This review written by John Tuson and reprinted by Kind Permission of International Zoo News

North of Hamburg, Gettorf Zoo is the exception to the rule of small German collections, and in many ways is closer to the small zoos of Britain and the rest of Europe. An eland and a zebra or two aside, the animals are certainly at the smaller end of the spectrum, and there are two definite areas of specialisation: primates and hornbills. Furthermore, the housing for the collection is of the homely but rather dilapidated type which will be familiar to British zoo-goers. It is a long way from the pristinely manicured Osnabrück Zoo, but in its own way it is every bit as charming. Take away the hornbills and the primates, and there isn't really much to Gettorf: mammals of the most commonly-seen zoo species (Brazilian tapir, Bennett's wallaby, blackbuck et cetera) and a selection of tropical birds. But the unremarkable nature of the rest of the collection is fully compensated for by its excellence in its areas of specialisation. There are currently seven species of hornbill at the zoo, with several of them breeding freely. The housing is simple — a row of aviaries in the sort of glorified greenhouse which, in another life, might have found itself filled with bags of peat and potted cacti in a suburban garden centre. It is splendid to see such a range of these most charismatic birds, and even more splendid that they are clearly thriving in northern Germany.

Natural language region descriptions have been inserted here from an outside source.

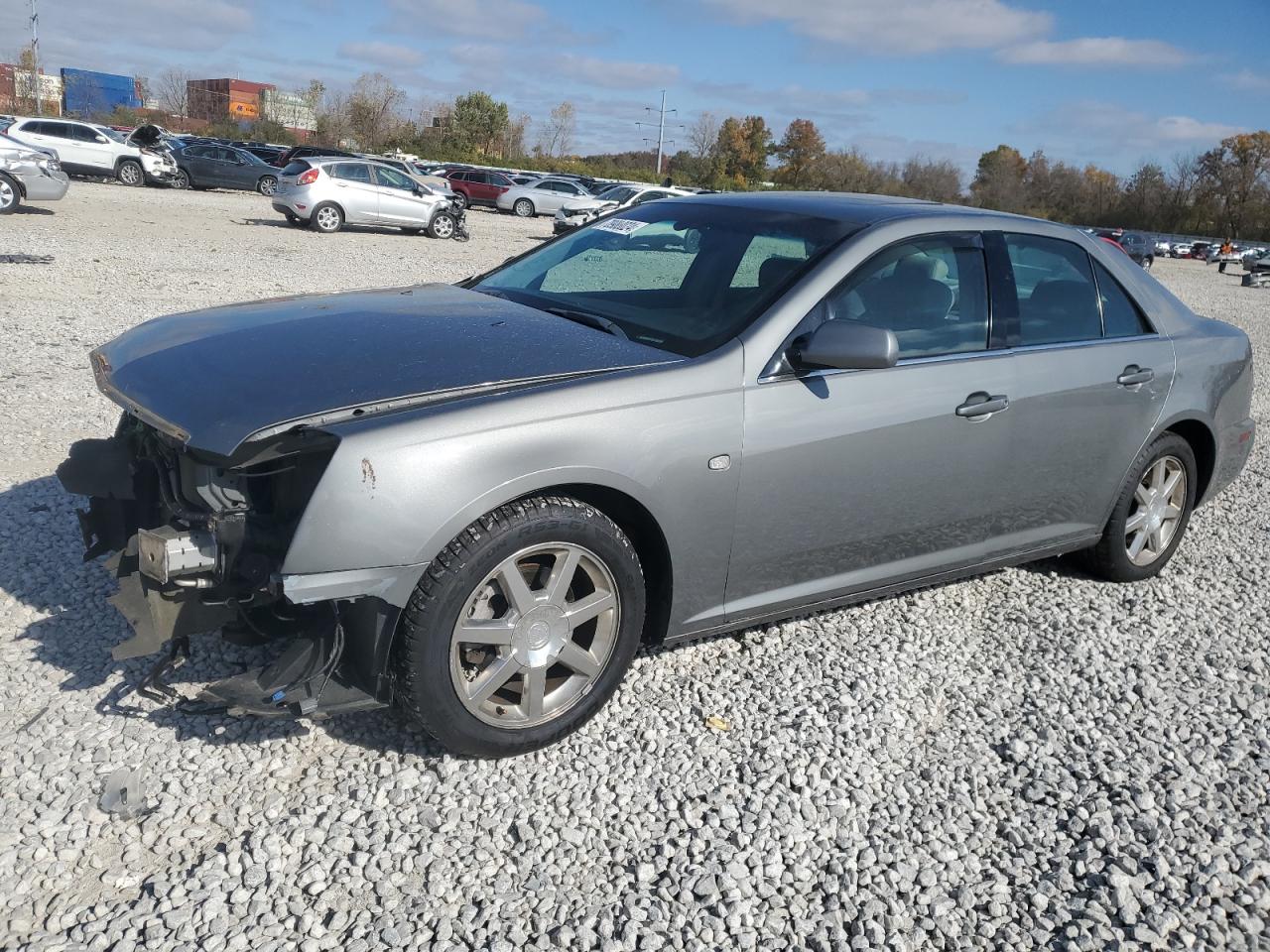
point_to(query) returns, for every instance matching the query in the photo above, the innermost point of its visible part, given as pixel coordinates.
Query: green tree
(998, 180)
(799, 150)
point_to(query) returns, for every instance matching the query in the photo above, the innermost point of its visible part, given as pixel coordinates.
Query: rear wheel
(326, 218)
(1150, 516)
(10, 195)
(130, 173)
(521, 629)
(443, 225)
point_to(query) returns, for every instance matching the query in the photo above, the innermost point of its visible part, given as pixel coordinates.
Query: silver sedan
(699, 414)
(327, 193)
(543, 197)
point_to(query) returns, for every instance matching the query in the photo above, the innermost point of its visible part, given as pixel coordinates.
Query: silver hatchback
(326, 193)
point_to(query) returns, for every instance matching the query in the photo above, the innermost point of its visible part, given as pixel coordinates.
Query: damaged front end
(197, 543)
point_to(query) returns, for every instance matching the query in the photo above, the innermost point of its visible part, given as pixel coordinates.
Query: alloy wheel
(535, 635)
(327, 218)
(1159, 504)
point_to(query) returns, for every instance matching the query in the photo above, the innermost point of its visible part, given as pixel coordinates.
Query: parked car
(479, 186)
(225, 167)
(543, 197)
(576, 212)
(84, 149)
(475, 502)
(28, 175)
(1139, 248)
(327, 193)
(312, 151)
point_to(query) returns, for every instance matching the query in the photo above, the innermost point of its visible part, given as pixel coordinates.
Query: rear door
(356, 191)
(1092, 376)
(399, 199)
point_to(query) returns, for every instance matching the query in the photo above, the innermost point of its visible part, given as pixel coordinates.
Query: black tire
(130, 173)
(443, 225)
(1109, 558)
(10, 195)
(422, 653)
(321, 218)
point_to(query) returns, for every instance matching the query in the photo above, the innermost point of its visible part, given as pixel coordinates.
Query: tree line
(1220, 191)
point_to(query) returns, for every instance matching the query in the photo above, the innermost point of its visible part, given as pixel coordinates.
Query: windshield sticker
(620, 226)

The primate collection is a curious one, in that it is large — just under 20 species — but, with a few exceptions, composed almost entirely of `unfashionable' species. In many ways it is all the more interesting for that: brown capuchins, pig-tailed and Barbary macaques, and squirrel monkeys (Bolivian and black-capped) are all well worth seeing despite their relative lack of rarity. There are rarer species too: black mangabeys, diana monkeys, and Sulawesi macaques. Apes are represented by four female chimpanzees and a group of lar gibbons, and there are also half a dozen species of marmoset and tamarin. As with the hornbills, the housing is functional — much of the collection is to be found in what appears to be a converted string of stables — but the primates too look to be doing well. Gettorf is doubly unusual for a German zoo, in that it is privately owned: this does mean that its entrance fee is steep, but it also enables the place to plough its own pleasingly eccentric furrow.

There are, of course, many more `smaller zoos' across Germany: many readers of I.Z.N. will be familiar with the excellent Rheine Zoo, for example; the Darmstadt Vivarium is a wonderful place, with a number of outstanding displays; and the zoo in the beautiful city of Schwerin is definitely to be recommended, not least for its tremendous combined bear and wolf enclosure. Germany also has its full share of truly dreadful small zoos as well: in particular, the historic city of Lübeck is home to the sort of appalling little menagerie for which there is simply no excuse. Such a place is depressing to see — and, one would imagine, must be even more depressing for the bear, the leopard, the tiger and the chimpanzees who have to live there — but it does not detract from the fact that in Germany, as in the rest of Europe, there is a great deal which is very good in many of the less well-known zoos.